“Nessuna slide propagandistica può nascondere la verità sostanziale: il Paese è fermo, è ufficialmente in recessione tecnica. L’Istat ha appena diramato il dato sulla (non) crescita dell’economia del secondo trimestre: il Pil fa segnare un -0,2% (-0,3 su base annua). Dunque, siamo al palo. L’Italia è in recessione”, sul suo blog Beppe Grillo, il leader del Movimento 5 Stelle, non si lascia sfuggire un commento sulla pessima situazione economica dell’Italia e le responsabilità politiche.

In una giornata quella di ieri dove la notizia dell’Istat del Pil ha fatto chiudere Piazza Affari in negativo, bruciando 12,8 miliardi di euro, e facendo tornare in tensione lo spread, che risale sopra 170 puntI, Grillo attacca: “In queste ore le pressioni politiche sui vertici dell’Istituto di statistica si sono infittite. E pensare che quando, in primavera, Renzi e il ministro dell’Economia Padoan previdero una crescita a +0,8% a fine 2014, aggiunsero che si trattava di una stima prudenziale. Oggi quel tasso di avanzamento del Pil è addirittura una chimera”.
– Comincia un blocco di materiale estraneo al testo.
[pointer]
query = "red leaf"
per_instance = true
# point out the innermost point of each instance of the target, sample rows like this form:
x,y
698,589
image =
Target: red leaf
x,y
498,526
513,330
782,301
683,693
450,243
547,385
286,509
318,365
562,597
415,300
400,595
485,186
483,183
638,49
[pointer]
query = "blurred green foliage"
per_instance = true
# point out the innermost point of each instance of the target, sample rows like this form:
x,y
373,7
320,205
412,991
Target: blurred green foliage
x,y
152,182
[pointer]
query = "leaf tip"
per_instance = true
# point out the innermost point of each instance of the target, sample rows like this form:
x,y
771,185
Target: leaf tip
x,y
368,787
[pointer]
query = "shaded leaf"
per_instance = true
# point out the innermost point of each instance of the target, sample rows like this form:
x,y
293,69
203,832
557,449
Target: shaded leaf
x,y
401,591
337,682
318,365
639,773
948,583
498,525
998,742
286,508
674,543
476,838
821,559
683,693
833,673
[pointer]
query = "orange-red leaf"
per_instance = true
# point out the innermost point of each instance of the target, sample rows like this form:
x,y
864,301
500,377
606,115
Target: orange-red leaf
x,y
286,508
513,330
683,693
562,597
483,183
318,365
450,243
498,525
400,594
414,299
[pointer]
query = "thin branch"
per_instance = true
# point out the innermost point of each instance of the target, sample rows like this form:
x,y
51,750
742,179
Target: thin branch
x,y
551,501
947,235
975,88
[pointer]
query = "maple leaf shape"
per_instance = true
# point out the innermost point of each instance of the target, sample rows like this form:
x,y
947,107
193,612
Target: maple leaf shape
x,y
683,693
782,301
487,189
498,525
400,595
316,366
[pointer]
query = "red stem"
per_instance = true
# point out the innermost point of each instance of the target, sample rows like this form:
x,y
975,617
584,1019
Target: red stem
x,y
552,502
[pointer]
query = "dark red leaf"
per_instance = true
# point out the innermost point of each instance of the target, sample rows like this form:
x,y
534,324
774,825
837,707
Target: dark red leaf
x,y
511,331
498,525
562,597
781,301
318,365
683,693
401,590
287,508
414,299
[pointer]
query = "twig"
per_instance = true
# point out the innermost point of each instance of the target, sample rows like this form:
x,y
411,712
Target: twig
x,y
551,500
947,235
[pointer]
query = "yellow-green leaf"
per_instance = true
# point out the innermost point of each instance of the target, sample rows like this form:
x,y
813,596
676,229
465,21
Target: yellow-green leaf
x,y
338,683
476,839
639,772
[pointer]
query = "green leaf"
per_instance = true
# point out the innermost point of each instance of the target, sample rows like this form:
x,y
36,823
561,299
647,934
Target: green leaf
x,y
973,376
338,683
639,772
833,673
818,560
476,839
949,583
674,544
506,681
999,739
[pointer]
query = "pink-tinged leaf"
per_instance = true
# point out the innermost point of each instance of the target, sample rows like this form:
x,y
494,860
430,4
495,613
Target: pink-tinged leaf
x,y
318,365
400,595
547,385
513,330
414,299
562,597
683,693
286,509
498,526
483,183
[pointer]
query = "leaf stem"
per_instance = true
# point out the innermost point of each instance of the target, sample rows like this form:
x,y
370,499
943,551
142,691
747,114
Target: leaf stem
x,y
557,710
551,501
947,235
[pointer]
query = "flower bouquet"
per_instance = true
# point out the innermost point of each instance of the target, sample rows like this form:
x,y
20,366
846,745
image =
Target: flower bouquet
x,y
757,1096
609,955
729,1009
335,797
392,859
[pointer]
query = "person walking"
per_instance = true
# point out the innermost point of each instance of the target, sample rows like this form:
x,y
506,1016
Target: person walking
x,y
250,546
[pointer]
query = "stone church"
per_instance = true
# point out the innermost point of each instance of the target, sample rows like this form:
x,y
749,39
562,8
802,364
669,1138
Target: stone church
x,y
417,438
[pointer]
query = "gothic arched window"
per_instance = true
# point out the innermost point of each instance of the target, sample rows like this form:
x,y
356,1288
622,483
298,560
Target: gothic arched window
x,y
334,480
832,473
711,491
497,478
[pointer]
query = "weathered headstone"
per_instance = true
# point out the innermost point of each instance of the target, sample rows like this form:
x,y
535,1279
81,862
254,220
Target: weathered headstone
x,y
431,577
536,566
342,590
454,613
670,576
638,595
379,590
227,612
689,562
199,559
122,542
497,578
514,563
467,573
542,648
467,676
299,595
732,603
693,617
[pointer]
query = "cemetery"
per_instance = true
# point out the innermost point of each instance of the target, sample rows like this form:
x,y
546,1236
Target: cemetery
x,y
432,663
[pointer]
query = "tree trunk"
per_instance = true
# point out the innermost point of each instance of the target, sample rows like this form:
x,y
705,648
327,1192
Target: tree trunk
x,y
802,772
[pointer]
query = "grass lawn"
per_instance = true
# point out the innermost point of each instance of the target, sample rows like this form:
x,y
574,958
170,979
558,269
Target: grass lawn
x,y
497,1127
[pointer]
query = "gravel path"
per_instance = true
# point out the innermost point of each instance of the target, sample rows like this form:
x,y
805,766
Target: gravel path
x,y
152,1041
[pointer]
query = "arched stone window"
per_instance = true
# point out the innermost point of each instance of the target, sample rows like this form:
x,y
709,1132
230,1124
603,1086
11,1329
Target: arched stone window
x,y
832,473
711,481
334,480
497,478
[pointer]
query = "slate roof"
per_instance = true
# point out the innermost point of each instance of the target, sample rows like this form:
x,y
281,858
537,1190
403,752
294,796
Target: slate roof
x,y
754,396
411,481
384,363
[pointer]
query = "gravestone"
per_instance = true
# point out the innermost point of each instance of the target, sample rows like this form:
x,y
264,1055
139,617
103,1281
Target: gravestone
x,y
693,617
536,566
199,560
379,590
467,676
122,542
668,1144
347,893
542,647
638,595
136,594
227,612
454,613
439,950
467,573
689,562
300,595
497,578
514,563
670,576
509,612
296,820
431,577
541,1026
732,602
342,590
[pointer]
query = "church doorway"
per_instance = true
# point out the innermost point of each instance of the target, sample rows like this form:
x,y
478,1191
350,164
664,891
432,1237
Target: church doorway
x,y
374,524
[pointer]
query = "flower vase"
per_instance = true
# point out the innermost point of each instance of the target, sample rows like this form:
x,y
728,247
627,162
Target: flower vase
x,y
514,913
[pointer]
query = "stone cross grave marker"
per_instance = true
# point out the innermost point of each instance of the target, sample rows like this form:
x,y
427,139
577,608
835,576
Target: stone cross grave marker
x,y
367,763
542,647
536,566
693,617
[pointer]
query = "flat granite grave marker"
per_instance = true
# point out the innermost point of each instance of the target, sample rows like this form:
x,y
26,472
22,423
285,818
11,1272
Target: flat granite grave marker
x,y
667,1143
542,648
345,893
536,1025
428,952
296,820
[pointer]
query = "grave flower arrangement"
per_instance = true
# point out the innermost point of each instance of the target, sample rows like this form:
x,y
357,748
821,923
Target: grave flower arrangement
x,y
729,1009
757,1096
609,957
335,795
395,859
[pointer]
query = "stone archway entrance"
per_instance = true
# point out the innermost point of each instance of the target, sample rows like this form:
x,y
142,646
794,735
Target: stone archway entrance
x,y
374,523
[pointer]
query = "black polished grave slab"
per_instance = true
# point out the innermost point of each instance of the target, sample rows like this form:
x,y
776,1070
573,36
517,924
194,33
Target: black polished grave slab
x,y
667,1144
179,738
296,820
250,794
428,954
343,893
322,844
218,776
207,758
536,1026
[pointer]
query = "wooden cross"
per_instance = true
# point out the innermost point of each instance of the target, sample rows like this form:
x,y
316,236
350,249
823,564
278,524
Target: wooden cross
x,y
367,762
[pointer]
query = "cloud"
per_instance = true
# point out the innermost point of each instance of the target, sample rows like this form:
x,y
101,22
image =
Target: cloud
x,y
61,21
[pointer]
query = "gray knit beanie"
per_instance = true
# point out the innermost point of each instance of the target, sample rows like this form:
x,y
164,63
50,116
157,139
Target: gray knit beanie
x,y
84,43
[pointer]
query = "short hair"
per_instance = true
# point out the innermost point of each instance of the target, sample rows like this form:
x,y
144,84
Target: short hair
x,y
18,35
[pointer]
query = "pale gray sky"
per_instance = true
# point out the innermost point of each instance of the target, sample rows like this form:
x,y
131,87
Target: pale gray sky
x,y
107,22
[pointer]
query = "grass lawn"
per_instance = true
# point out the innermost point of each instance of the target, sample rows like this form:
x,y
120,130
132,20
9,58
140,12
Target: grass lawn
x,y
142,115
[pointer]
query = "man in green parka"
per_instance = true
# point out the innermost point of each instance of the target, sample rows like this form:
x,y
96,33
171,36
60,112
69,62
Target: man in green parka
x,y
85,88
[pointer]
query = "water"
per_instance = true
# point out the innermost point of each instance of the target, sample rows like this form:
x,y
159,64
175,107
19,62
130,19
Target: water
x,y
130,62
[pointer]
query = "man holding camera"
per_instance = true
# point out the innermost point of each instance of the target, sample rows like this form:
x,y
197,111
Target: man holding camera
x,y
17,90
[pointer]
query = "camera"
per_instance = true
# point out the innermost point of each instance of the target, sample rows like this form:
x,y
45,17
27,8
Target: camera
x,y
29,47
Non solo Grillo, anche il responsabile economico di Forza Italia, Renato Brunetta, attacca l’esecutivo e il premier Renzi: “Non solo possiamo definitivamente abbandonare l’illusione del +0,8% contenuto nel Def di Renzi, ma diventa sempre più realistico pensare che la crescita del Pil sarà negativa anche nel 2014. Con quel che ne consegue in termini di trascinamento sul 2015, di tasso di disoccupazione, di rapporto deficit/Pil e di pareggio strutturale di bilancio”, l’esponende del partito di Silvio Berlusconi paventa anche il pericolo europeo, di una nuova manovra o l’arrivo della Troika: “Questa situazione potrebbe determinare alternativamente: l’apertura di una procedura di infrazione nei confronti del nostro paese; la necessita’ di una manovra correttiva a ottobre tra 25 e 30 miliardi; l’arrivo, come 2 anni fa, di una lettera da parte della Banca centrale europea; il commissariamento da parte della Troika. Ipotesi tutte tristemente in campo”.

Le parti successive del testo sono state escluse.